Overwhelming response to appeal also included a £500 cash donation

A GROUP of Cardiff University students have collected dozens of crates of food and toiletries for Cardiff Foodbank.

The students stood on Salisbury Road, Cathays, on January 23 for five hours to collect around 80 boxes of items, weighing approximately a tonne overall, and also raised over £500 in cash for the foodbank.

They are hoping to make it regular thing, collecting once a month in the same spot, in addition to a ‘grab-and-go’ scheme where people can leave food on their doorsteps to be collected.

Josh Shenstone, 20, was one of the people who organised the collection.

He said: “Having come from a family where my parents always looked after me, it wasn’t always easy to put food on the table but they always managed, I just felt like I’m in a good position now being a student, not really having many overheads, to try and do something.”
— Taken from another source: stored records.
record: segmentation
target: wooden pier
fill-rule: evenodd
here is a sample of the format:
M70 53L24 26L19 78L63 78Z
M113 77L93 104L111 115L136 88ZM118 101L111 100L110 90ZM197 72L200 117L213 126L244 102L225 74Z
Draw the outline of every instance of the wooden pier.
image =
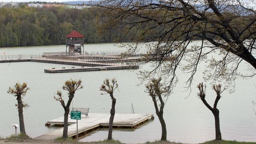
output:
M89 117L81 116L81 120L78 120L78 133L80 136L84 135L101 127L108 127L110 114L89 113ZM47 125L63 125L64 117L48 121ZM149 120L154 119L153 114L116 114L113 126L116 128L137 128L140 125ZM76 120L69 117L68 135L69 137L76 136ZM36 139L54 139L62 137L63 128L35 138Z
M103 67L81 67L75 68L71 69L66 69L63 68L61 69L44 69L45 73L59 73L67 72L74 72L81 71L100 71L100 70L119 70L119 69L138 69L139 66L137 65L125 65L125 66L110 66Z
M48 53L41 54L18 54L0 56L0 63L35 62L79 65L71 69L44 69L44 72L58 73L73 72L138 69L137 62L146 60L145 54L132 54L124 56L122 52L107 53L106 52L77 54L65 52Z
The items which the students have collected for Cardiff Foodbank. Photo credit: Josh Shenstone

The students hope to encourage universities in other cities to follow their example and also want to set up a contest between Cardiff University societies to see who can raise the most money or food for the foodbank.

Mr Shenstone said: “I think students get a bit of a bad reputation sometimes. That’s not why we’re doing it, but we’ve got to help out the local community.

“We’re all from different areas of the country, some people are Welsh, some people are English, and we’ve got to try and help Cardiff out a little bit.”

Josh Shenstone (pictured) is one of the students who has been involved in collecting the donations. Photo credit: Josh Shenstone

Cardiff Foodbank typically feeds around 1,000 people per month and is part of the Trussell Trust, which provides emergency food parcels for people to last for three days.

Between April and September 2020, the Trussell Trust Network saw a 47% increase in foodbank usage when compared with the year before.

Mr Shenstone said: “You’ve got all these shelves stocked with food and people are going hungry. Same with the homeless community, you’ve got all these buildings, but they’ve got nowhere to sleep.

“It just baffles me. It’s an ongoing thing, it will never change, but hopefully we can make a slight difference.”